Che dietro il profilo «Frederic Dubarrè» su Facebook ci fosse in realtà Valerio Ferrandi, giovane esponente del mondo antagonista milanese, non era un gran segreto: sua la data di nascita, gli amici, persino il telefono. Ma ad incriminare definitivamente Ferrandi per le minacce al leader leghista (e ora vicepremier) Matteo Salvini ha provveduto alla fine Facebook, in genere piuttosto restia a collaborare alle indagini giudiziarie, che in questo caso ha fornito alla polizia l'indirizzo del computer di partenza.

Così il 33enne Ferrandi si trova sotto processo, per avere scritto testualmente: «Salvini, in nome della bellezza e dell'intelligenza. Fai un gesto nobile: "Sparati in bocca. Ps: prima o poi verrai appeso a un lampione, ne sei consapevole?". Frasi che la Procura aveva ritenuto innocue, ma che - accogliendo il ricorso di Salvini - un giudice ha ritenuto sufficienti per rinviare Ferrandi a giudizio per diffamazione e minaccia. In ballo, però, non ci sono solo gli incerti confini tra libertà di opinione e codice penale: la vicenda, per i suoi protagonisti, si porta dietro inevitabilmente l'eco di tempi lontani, in cui il passaggio dalle parole ai fatti era piuttosto rapido. E che getta una luce un po' più cupa su quell'immagine finale, con Salvini a spenzolare da un lampione, come se non si trattasse solo di una metafora.
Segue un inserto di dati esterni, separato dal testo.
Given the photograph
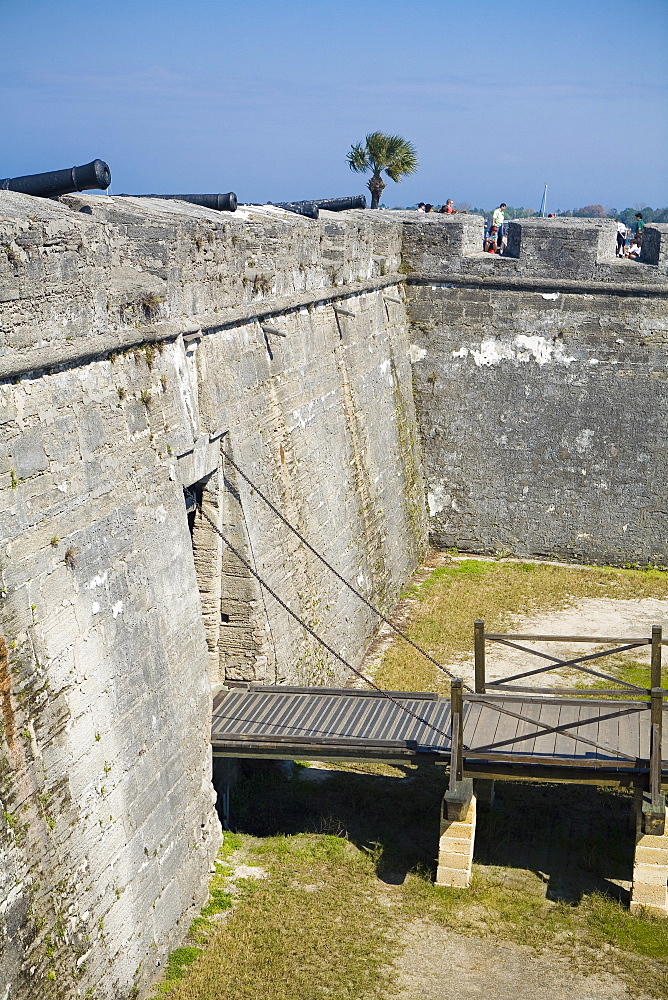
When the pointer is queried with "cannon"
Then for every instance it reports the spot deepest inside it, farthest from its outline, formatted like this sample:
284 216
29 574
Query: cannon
93 175
312 208
307 208
219 202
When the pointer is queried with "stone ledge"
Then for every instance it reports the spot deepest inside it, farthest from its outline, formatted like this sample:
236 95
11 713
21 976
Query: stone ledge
538 284
45 359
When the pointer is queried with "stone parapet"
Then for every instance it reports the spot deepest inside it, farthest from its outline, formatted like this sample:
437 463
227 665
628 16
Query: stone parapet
560 248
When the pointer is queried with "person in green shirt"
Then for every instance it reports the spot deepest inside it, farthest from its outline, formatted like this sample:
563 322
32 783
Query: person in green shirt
498 218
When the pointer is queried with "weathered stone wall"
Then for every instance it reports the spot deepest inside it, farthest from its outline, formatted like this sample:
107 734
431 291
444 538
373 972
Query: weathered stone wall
541 390
131 358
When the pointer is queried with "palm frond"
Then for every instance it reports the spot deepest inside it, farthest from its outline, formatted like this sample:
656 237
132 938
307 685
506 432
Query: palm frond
396 156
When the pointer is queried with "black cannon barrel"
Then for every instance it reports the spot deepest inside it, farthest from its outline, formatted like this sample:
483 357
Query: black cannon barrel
219 202
307 208
95 174
341 204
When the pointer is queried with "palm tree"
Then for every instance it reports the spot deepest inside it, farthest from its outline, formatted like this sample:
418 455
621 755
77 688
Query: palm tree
380 152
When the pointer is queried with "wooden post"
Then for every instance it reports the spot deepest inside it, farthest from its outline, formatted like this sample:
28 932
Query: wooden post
656 717
479 652
457 730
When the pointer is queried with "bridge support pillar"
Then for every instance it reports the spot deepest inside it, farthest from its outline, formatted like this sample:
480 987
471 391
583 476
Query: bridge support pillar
650 865
455 849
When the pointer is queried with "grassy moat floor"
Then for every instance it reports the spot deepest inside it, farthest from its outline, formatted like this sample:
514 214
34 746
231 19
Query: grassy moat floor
325 888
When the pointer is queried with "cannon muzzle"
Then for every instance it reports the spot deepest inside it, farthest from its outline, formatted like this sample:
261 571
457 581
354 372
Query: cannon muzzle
219 202
312 208
93 175
307 208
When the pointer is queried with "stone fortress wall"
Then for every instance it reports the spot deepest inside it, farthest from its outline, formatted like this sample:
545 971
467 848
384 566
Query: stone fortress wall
136 354
542 390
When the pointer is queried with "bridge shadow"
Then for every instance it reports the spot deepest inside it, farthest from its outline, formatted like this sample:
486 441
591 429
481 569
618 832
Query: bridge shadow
572 839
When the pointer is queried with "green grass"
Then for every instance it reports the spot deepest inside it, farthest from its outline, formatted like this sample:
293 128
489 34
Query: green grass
314 929
550 860
455 595
598 935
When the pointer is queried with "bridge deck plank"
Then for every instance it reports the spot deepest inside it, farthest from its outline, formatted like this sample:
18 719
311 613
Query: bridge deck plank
276 721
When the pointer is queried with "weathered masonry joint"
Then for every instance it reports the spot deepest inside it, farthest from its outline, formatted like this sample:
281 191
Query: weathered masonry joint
349 367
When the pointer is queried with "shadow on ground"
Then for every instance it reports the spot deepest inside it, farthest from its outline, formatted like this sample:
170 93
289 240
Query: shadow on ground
574 839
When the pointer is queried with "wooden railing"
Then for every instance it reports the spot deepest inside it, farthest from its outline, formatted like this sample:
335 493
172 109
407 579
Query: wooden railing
653 694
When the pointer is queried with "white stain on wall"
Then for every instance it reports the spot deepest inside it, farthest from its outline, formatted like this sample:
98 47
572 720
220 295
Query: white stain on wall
416 353
522 348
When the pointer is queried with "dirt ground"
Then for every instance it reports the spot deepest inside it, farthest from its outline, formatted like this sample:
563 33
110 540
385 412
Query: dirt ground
605 617
440 965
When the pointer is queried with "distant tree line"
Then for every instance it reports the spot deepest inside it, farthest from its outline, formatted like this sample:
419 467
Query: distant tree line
627 216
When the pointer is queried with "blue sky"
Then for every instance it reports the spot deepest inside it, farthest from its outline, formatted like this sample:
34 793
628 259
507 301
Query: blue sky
265 98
Il problema è che Frederic Dubarrè-Valerio Ferrandi non è solo un militante dell'area dura dei centri sociali milanesi, finito spesso sotto processo e a volte persino in galera. É anche figlio d'arte: suo padre Mario stava nell'Autonomia Operaia, poi in Prima Linea, e fu uno degli assassini dell'agente Antonino Cistra in via de Amicis. Ferrandi senior si è pentito, ha limitato i danni, ora è un signore tranquillo che guarda la realtà con occhi disincantati. Ma ogni volta che Valerio ne combina una delle sue, il legame familiare viene rispolverato, e dà risalto alla vicenda.

Quando Salvini decise di denunciare il post non sapeva chi ne fosse l'autore. Ora lo sa, e chiede a Ferrandi junior 20mila euro di risarcimento. L'antagonista, difeso dagli avvocati Mauro Straini e Eugenio Losco, non sembra spaventato: e ieri fuori dall'aula dice: «Il signor Salvini dovrebbe evitare le consuete provocazioni.

La mia non era una minaccia ma un invito a studiare la storia per evitare che si ripeta ancora».